The wharves were born of the 1930s Depression, and their first purpose was simply to keep people employed. The Forgan-Smith state government built them as relief work, part of the same job-creating push that produced the Story Bridge looming directly overhead. Originally called the Brisbane Central Wharves, they were the last major piece of working wharfage in the central city, the final downstream step in a slow migration of Brisbane's port that had begun back in the 1840s. The Australian coastal shipping firm Howard Smith Co. Ltd leased the site from the mid-1930s into the early 1960s, and it is that company's name, rather than the official one, that stuck to the place for good.
When war reached the Pacific, the wharves suddenly sat in a dangerous spot. A large workforce laboured here, right beside the Story Bridge, exactly the kind of target an enemy might want. So in 1941 and 1942, air-raid shelters were cut into the base of the cliffs. Some were 'pillbox' types, squat concrete boxes; others were built from enormous concrete pipes laid end to end with entrances at either end, an unusual design found almost nowhere else. They survive today as the most intact group of wartime shelters in Brisbane, and the pipe shelters in particular are genuinely rare. More than concrete, they are a record of fear, of how close the war once felt to the people working this stretch of riverbank.

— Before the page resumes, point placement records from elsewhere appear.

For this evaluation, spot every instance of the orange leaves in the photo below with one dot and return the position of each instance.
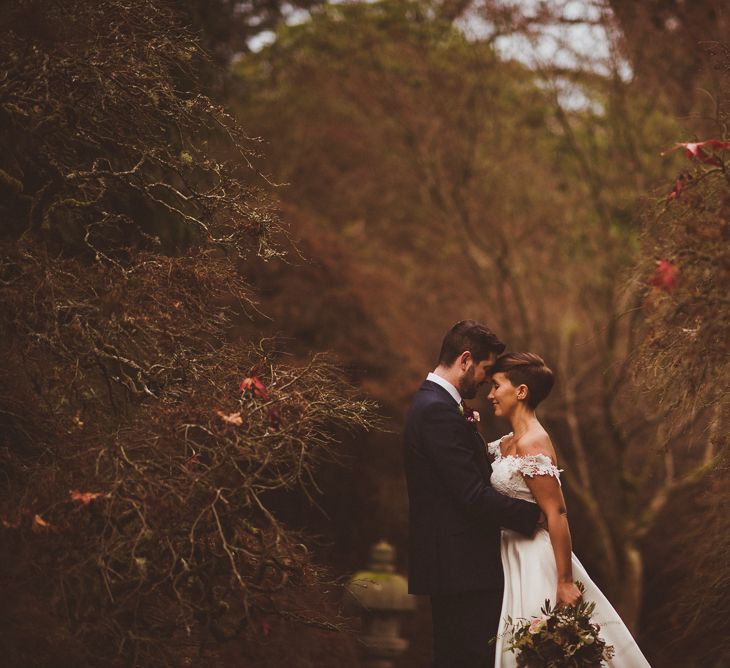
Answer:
(85, 498)
(255, 388)
(39, 524)
(231, 418)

The bones of the old port are still legible along the water. A two-storey reinforced-concrete office building, later home to the Water Police, anchors the western end, its verandah and deep eaves facing the river. Strung out beyond it stand the timber-framed cargo sheds, numbered two through five, clad in corrugated steel, the longest of them with a double-gabled roof and part of it actually built out over the water. Remnant timber piles from still earlier wharves poke up from the river in front of the sheds. The cliffs behind, part overgrown and part bare rock, do double duty: they form the dramatic backdrop to the whole site and physically support the northern footing of the Story Bridge above.
After the shipping company gave up its lease in the early 1960s, the wharves slid into a long dereliction. Most of central Brisbane's old riverside wharves were simply demolished in the redevelopments of the following decades. The Howard Smith Wharves endured, the most intact survivor of the pre-1940 port, but survival is not the same as life, and for years the site sat neglected. Reviving it proved genuinely hard. A 2009 plan for heavy commercial development was rejected by locals who wanted public space, then a revised plan was knocked back by the state over flood risk, fears confirmed when the 2010 to 2011 floods inundated the site. Restoring the boardwalks alone cost millions before any new vision could even be announced.
The turnaround finally came. Fresh proposals were sought in 2013, a developer chosen in 2014, a design approved in 2015, and at last, in late 2018, the reborn precinct opened to the city. The old industrial shell now holds restaurants, bars and a craft brewery, an events space and the Fantauzzo hotel, with most of the land kept as public open space along the water. A ferry terminal opened in 2020, linking the wharves into the river-transport network that has always defined Brisbane life. The shelters in the cliffs, the weathered timber wharves, the sheds, all remain, woven into the new precinct. A place built to get Brisbane through its hardest years has become one of the happiest spots on its river.
Howard Smith Wharves occupy a narrow riverfront strip around 27.463 degrees south, 153.038 degrees east, at Petrie Bight on the north bank of the Brisbane River, immediately beneath the northern end of the Story Bridge between the CBD and Fortitude Valley. From the air the most obvious marker is the Story Bridge itself, with the wharves and their long sheds tucked against the river cliffs below its northern pylons, the CBD towers rising just upstream to the south-west. The 3.5-hectare site reads as a green-and-built ribbon between the cliff line and the water. The nearest major airport is Brisbane Airport (ICAO YBBN), about 10 kilometres to the north-east, with Archerfield Airport (YBAF) to the south. Best viewed by day in clear conditions, when the bridge and the river bend frame the precinct.